The use of needle arthroscopy may help overcome these limitations. Several cadaveric studies have demonstrated that this system provides excellent visualization and safe operative access to key tendon structures—including the tibialis posterior, peroneal, and Achilles tendons—without causing iatrogenic damage(45,46). However, no clinical studies have been conducted to date.
Risks/Complications
As with any emerging technique, safety remains an important consideration. While conventional arthroscopy is generally safe, complications, though uncommon (1.5–11%) do occur, with neurological injuries reported most frequently(47). Although needle arthroscopy is smaller and less invasive, differences in setting (e.g., outpatient procedures), instrumentation handling, and visual feedback may influence both the incidence and type of complications, making direct comparisons with conventional arthroscopy challenging.
A recent systematic review (n = 1624 patients) showed only minor complications after the use of needle arthroscopy(48). This review highlights needle arthroscopy as a low-risk procedure, with reported complication rates between 0% and 9.68%, all classified as minor (grade I). The most common adverse event was vasovagal response, occurring in up to 8.33% of cases. These findings reinforce the favourable safety profile of needle arthroscopy.
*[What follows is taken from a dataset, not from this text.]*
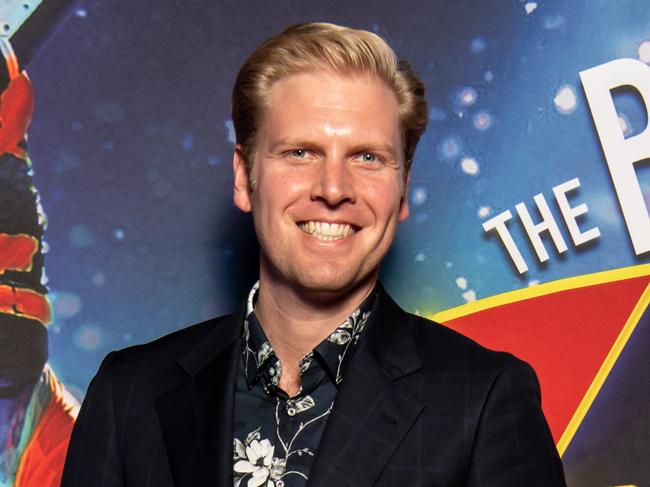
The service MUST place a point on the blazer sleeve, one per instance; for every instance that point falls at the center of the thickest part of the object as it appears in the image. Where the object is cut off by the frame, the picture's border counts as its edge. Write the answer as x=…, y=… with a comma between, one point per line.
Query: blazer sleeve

General pearls and pitfalls of needle arthroscopy
When considering needle arthroscopy for patients with ankle pathology, it is important to consider the potential pearls and pitfalls in advance. An overview of these considerations can be found in Table 1.

Conclusion
This article provides an overview of needle arthroscopy’s role in intra-articular anterior and posterior ankle joint pathology, including historical background, surgical technique, clinical indication, complications and the pearls & pitfalls. It can be used for the treatment of ankle impingement under local anesthesia, as well as in a supportive role to confirm syndesmotic instability and concurrently treat potential intra-articular pathologies. In addition, it may improve the accuracy of intra-articular delivery of injectable agents. Needle arthroscopy may also offer diagnostic value in cases of persistent ankle symptoms where conventional imaging fails to detect the underlying pathology. As with any emerging technique, safety remains a key concern. Nevertheless, needle arthroscopy is considered a low-risk procedure.
However, despite promising from cadaveric and clinical studies, the current body of literature remains limited. Important questions remain unanswered—such as the true cost-effectiveness and efficacy of the needle arthroscope and its long-term clinical outcomes. Yet, further research is needed to fully establish its role and to determine whether its early advantages can be consistently reproduced across broader clinical settings and among varying levels of surgical expertise.